Here's how the algorithm works:

static <T> Tuple2<Seq<T>, Seq<T>> duplicate(Stream<T> stream) {
    final List<T> gap = new LinkedList<>();
    final Iterator<T> it = stream.iterator();

    @SuppressWarnings("unchecked")
    final Iterator<T>[] ahead = new Iterator[] { null };

    class Duplicate implements Iterator<T> {
        @Override
        public boolean hasNext() {
            if (ahead[0] == null || ahead[0] == this)
                return it.hasNext();

            return !gap.isEmpty();
        }

        @Override
        public T next() {
            if (ahead[0] == null)
                ahead[0] = this;

            if (ahead[0] == this) {
                T value = it.next();
                gap.offer(value);
                return value;
            }

            return gap.poll();
        }
    }

    return tuple(seq(new Duplicate()), seq(new Duplicate()));
}

More source code here

Tuple2 is probably like your Pair type, whereas Seq is Stream with some enhancements.

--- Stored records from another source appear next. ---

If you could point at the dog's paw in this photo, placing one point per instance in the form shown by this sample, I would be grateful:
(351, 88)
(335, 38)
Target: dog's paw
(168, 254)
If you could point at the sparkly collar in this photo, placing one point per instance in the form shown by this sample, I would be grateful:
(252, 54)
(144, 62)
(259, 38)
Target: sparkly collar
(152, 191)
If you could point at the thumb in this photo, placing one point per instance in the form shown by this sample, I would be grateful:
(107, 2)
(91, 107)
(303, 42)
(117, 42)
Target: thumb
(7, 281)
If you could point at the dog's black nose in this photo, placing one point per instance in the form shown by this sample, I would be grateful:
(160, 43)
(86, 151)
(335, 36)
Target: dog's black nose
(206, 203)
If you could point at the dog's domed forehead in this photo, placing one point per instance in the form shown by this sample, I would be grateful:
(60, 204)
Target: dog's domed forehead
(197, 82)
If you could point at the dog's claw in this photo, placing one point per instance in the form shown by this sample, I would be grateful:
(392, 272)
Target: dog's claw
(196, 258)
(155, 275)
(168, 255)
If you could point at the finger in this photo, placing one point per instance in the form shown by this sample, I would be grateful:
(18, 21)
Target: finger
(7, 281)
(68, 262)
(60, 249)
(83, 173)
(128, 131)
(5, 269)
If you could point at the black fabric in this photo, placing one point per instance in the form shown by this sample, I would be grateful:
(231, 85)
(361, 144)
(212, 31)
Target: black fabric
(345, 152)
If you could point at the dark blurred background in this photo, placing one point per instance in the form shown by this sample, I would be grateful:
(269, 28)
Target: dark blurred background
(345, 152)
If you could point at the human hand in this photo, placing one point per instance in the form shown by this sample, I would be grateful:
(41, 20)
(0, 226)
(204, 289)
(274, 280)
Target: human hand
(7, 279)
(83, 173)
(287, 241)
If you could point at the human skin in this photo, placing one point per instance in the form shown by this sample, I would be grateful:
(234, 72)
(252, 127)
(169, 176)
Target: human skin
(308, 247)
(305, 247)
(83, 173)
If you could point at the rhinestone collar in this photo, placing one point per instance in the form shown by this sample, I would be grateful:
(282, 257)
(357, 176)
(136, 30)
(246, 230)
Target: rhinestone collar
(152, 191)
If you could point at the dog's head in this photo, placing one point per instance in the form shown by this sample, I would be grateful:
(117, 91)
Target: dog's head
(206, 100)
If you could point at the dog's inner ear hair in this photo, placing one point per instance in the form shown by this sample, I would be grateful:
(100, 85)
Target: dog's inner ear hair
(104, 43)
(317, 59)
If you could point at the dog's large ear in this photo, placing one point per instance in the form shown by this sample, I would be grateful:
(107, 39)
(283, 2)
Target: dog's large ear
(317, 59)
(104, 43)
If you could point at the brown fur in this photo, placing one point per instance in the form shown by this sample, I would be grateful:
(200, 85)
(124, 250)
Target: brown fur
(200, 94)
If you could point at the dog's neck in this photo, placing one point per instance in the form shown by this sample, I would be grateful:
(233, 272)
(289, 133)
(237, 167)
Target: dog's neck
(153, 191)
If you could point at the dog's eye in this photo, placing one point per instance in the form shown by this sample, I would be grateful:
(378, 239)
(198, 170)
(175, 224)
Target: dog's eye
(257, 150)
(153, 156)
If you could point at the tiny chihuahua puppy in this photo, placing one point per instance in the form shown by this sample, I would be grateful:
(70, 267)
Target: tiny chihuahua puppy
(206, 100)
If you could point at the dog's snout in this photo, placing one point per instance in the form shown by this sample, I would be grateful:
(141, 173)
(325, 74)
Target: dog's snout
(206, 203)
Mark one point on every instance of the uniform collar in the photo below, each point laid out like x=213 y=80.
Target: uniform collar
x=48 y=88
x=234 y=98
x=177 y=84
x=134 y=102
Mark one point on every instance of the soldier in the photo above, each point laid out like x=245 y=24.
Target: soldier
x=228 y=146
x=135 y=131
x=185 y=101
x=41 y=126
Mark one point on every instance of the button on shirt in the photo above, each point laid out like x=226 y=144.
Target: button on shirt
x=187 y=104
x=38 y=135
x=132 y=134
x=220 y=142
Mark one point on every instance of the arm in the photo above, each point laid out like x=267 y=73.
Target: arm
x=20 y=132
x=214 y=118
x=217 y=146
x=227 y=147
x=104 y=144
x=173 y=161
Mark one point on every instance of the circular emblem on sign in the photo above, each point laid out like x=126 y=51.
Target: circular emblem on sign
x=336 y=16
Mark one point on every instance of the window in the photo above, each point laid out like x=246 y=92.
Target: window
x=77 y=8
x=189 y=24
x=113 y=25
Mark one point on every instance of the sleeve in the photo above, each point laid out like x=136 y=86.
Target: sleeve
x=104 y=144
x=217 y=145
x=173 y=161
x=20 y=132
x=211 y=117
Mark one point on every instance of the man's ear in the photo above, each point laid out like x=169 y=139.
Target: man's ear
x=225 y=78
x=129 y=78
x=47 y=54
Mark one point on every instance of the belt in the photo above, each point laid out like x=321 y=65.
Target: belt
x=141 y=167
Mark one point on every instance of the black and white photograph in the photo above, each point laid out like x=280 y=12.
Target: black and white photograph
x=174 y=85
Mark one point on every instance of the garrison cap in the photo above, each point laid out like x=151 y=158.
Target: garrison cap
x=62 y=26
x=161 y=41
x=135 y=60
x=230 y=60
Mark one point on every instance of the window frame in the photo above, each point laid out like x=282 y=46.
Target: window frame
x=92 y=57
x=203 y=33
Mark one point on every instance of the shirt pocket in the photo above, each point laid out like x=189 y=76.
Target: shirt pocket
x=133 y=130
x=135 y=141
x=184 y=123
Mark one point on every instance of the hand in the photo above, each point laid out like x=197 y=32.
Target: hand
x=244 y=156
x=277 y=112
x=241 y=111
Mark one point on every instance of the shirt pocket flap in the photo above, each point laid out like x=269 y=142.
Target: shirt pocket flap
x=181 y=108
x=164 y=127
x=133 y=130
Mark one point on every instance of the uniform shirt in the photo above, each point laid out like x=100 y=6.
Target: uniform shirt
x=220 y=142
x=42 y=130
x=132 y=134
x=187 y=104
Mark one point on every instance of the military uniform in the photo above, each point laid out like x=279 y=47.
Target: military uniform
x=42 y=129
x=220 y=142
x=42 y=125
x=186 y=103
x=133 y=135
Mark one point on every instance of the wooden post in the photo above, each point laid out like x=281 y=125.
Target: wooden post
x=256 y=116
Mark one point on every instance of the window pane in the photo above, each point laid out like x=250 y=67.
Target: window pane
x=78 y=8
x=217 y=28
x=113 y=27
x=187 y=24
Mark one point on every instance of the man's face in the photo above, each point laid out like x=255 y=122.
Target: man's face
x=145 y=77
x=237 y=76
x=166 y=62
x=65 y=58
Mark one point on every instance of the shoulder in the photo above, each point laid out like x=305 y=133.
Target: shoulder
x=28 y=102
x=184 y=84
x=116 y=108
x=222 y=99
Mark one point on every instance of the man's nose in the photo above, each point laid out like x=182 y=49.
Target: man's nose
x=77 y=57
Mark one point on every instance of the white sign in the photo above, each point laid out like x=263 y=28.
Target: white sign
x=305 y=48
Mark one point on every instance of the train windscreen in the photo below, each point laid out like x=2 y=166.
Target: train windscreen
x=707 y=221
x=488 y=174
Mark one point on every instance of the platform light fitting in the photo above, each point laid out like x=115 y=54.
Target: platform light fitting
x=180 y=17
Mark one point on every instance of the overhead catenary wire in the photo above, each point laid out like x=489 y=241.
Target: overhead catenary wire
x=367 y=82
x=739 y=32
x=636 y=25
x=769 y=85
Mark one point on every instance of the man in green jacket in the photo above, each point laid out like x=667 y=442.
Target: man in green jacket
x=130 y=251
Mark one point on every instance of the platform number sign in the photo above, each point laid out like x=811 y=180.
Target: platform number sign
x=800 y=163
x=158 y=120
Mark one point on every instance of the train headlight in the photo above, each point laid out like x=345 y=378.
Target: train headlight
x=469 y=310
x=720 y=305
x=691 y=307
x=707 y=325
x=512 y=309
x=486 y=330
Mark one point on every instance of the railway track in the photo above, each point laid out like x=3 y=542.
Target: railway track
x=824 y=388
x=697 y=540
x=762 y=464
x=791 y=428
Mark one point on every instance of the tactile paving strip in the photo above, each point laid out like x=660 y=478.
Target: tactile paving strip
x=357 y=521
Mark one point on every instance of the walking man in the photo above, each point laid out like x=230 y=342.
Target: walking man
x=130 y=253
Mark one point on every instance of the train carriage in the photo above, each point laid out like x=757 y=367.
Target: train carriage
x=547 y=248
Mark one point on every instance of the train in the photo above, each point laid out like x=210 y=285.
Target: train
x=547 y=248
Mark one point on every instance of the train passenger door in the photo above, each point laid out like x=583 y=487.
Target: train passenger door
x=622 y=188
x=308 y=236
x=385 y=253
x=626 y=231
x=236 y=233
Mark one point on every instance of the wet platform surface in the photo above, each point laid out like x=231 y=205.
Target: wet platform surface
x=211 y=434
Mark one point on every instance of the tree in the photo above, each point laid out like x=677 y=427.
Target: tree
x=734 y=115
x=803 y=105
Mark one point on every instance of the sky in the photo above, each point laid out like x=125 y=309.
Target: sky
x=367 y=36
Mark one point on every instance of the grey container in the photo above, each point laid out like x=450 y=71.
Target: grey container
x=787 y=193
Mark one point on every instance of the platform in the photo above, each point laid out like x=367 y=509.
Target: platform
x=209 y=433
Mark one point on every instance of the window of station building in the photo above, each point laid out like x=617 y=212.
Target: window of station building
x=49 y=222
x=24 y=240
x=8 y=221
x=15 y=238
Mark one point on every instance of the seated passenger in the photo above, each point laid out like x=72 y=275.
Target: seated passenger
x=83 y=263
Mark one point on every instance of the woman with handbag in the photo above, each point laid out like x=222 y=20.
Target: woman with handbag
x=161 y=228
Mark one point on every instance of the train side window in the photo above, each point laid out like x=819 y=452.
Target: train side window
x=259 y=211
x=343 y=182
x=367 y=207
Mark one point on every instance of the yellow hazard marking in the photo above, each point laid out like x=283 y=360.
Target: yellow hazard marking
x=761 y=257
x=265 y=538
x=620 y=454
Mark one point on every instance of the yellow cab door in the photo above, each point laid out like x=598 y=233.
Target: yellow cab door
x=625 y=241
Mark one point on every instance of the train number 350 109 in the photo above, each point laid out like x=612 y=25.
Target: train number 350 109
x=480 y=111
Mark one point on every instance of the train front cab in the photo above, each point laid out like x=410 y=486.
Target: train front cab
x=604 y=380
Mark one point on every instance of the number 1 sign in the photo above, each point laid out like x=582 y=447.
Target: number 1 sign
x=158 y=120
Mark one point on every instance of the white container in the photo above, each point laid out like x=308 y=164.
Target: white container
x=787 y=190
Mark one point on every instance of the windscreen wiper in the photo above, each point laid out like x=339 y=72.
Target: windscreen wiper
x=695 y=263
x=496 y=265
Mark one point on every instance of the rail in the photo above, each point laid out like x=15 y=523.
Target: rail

You could create a stream of runnables (for example):

results.stream()
    .flatMap(either -> Stream.<Runnable> of(
            () -> failure(either.left()),
            () -> success(either.right())))
    .forEach(Runnable::run);

Where failure and success are the operations to apply. This will however create quite a few temporary objects and may not be more efficient than starting from a collection and streaming/iterating it twice.


Another way to handle the elements multiple times is to use Stream.peek(Consumer):

doSomething().stream()
.peek(either -> handleFailure(either.left()))
.foreach(either -> handleSuccess(either.right()));

peek(Consumer) can be chained as many times as needed.

doSomething().stream()
.peek(element -> handleFoo(element.foo()))
.peek(element -> handleBar(element.bar()))
.peek(element -> handleBaz(element.baz()))
.foreach(element-> handleQux(element.qux()));

cyclops-react, a library I contribute to, has a static method that will allow you duplicate a Stream (and returns a jOOλ Tuple of Streams).

    Stream<Integer> stream = Stream.of(1,2,3);
    Tuple2<Stream<Integer>,Stream<Integer>> streams =  StreamUtils.duplicate(stream);

See comments, there is performance penalty that will be incurred when using duplicate on an existing Stream. A more performant alternative would be to use Streamable :-

There is also a (lazy) Streamable class that can be constructed from a Stream, Iterable or Array and replayed multiple times.

    Streamable<Integer> streamable = Streamable.of(1,2,3);
    streamable.stream().forEach(System.out::println);
    streamable.stream().forEach(System.out::println);

AsStreamable.synchronizedFromStream(stream) - can be used to create a Streamable that will lazily populate it's backing collection, in a way such that can be shared across threads. Streamable.fromStream(stream) will not incur any synchronization overhead.